Lamar County native Gail Gosa says she and her husband Terry are nearly vegetarians. Not that they have anything against eating meat — they just love fresh vegetables that much.
“Just give us turnip greens, fried okra, peas, or stuff like that and some fresh cornbread, and we’ll eat just fine,” says Gail.
To keep their freezers full, Gail and Terry grow much of what is cooked in their country kitchen. “We enjoy our garden, and we hardly ever eat food from a can unless a certain recipe calls for it,” she says.
Gail says she grew up cooking with her mother who taught her to love freshly grown and homemade foods. “Mother was always a homemaker, and I remember clearly watching her make jellies and jams, cakes and tea cakes. So many women now don’t know anything about cooking. It makes me thankful I learned,” Gail says.

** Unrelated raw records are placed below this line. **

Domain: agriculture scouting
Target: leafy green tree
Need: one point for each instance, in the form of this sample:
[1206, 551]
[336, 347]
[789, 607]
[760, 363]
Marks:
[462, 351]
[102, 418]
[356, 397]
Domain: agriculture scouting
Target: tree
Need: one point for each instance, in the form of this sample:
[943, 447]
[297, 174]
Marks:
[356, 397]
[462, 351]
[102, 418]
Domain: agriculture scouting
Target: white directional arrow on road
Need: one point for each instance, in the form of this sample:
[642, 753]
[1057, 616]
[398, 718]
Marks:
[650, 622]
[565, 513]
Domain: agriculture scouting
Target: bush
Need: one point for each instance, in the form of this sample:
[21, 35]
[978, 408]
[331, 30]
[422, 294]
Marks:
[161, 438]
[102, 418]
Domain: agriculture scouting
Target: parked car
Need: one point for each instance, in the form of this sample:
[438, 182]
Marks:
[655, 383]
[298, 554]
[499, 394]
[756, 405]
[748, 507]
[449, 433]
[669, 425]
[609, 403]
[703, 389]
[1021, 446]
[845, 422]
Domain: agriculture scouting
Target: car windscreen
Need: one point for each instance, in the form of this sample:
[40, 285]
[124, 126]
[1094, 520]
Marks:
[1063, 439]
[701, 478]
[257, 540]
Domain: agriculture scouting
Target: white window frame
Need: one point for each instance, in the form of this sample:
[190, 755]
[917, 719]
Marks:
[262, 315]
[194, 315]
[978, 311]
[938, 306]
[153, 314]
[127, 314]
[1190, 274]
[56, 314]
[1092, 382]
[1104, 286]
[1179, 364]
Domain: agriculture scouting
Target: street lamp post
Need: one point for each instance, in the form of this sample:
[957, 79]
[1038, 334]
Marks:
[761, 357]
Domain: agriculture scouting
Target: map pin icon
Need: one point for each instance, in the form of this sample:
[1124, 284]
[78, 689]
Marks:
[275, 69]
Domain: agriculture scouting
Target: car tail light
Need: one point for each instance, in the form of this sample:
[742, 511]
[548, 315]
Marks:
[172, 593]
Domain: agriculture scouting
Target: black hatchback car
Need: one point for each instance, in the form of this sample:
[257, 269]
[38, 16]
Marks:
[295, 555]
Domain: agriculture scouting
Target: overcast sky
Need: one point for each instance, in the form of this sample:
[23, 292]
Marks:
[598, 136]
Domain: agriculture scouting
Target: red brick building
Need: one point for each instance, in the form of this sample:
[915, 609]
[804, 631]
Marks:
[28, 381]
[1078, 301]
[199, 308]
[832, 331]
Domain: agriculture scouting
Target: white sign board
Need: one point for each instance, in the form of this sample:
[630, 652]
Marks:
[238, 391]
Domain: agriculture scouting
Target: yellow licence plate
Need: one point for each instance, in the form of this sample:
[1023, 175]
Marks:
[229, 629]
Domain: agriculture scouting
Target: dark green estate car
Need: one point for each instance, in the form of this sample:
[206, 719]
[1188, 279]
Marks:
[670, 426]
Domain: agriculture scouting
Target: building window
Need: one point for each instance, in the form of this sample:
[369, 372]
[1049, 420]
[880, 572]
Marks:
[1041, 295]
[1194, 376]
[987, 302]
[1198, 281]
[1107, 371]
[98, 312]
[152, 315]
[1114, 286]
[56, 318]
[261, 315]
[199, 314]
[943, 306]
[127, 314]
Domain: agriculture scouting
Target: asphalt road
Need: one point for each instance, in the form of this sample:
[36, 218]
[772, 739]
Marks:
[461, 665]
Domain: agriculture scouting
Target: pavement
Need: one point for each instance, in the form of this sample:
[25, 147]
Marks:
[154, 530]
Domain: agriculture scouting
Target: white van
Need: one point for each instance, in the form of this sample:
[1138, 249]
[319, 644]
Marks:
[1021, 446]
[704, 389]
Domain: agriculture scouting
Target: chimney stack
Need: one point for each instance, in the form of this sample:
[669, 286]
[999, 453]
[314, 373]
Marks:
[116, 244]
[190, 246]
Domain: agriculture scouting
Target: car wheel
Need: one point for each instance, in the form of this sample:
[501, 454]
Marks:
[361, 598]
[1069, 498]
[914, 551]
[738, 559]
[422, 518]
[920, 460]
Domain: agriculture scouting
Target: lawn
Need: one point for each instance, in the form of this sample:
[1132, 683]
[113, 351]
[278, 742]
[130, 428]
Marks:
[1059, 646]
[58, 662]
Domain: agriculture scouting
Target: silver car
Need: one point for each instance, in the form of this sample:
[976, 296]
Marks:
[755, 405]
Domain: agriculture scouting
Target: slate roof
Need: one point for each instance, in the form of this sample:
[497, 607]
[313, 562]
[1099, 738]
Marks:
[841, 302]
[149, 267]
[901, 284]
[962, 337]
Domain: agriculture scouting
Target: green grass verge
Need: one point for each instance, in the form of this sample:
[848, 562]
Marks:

Like her mother, Gail says she’s sharing her love of home-grown produce with her son Jason and his family. “My daughter-in-law, Crystal, told me she had never shelled peas in her life, but now she’s learned. And she’s great at cutting corn. She and Jason bought a freezer this year so they can have their own supply of vegetables,” says Gail.
And while she enjoys working with her son and daughter-in-law, Gail’s favorite garden partner is her 2-year-old granddaughter, Lydia Brooke. “She gets out in the garden and picks vegetables with her Daddy. She and I rode our (four-wheeler) out around our pine trees the other day, and she told me she saw a strawberry that was black, so she picked her first blackberry with Maw-maw,” Gail said with pride.
Gail says she and Terry feel blessed that their family lives so close to them, and she usually cooks lunch for them on Sundays, a tradition she enjoys.
Terry serves on the Federation’s Board of Directors for Lamar County, a position Gail says he’s held since the 1970s. In addition to their garden, Gail says Terry grows pines on their property.
While this year’s drought has been hard on farmers across Alabama, Gail says a small waterway on their property has provided enough water to keep their garden growing.
“I hope we’ll continue to have enough vegetables to share with our friends who don’t have that extra bit of water,” she adds.
According to Gail, selecting recipes for the Country Kitchen was difficult because of the way she cooks.
“I use a bunch of handfuls of this and that in my kitchen. I like to experiment and make things up when I cook. So, following recipes and measuring ingredients are not that common for me,” she says.
Still, her love of vegetables is reflected in her freestyle cuisine like Chicken Pot Pie as well as her salad recipes.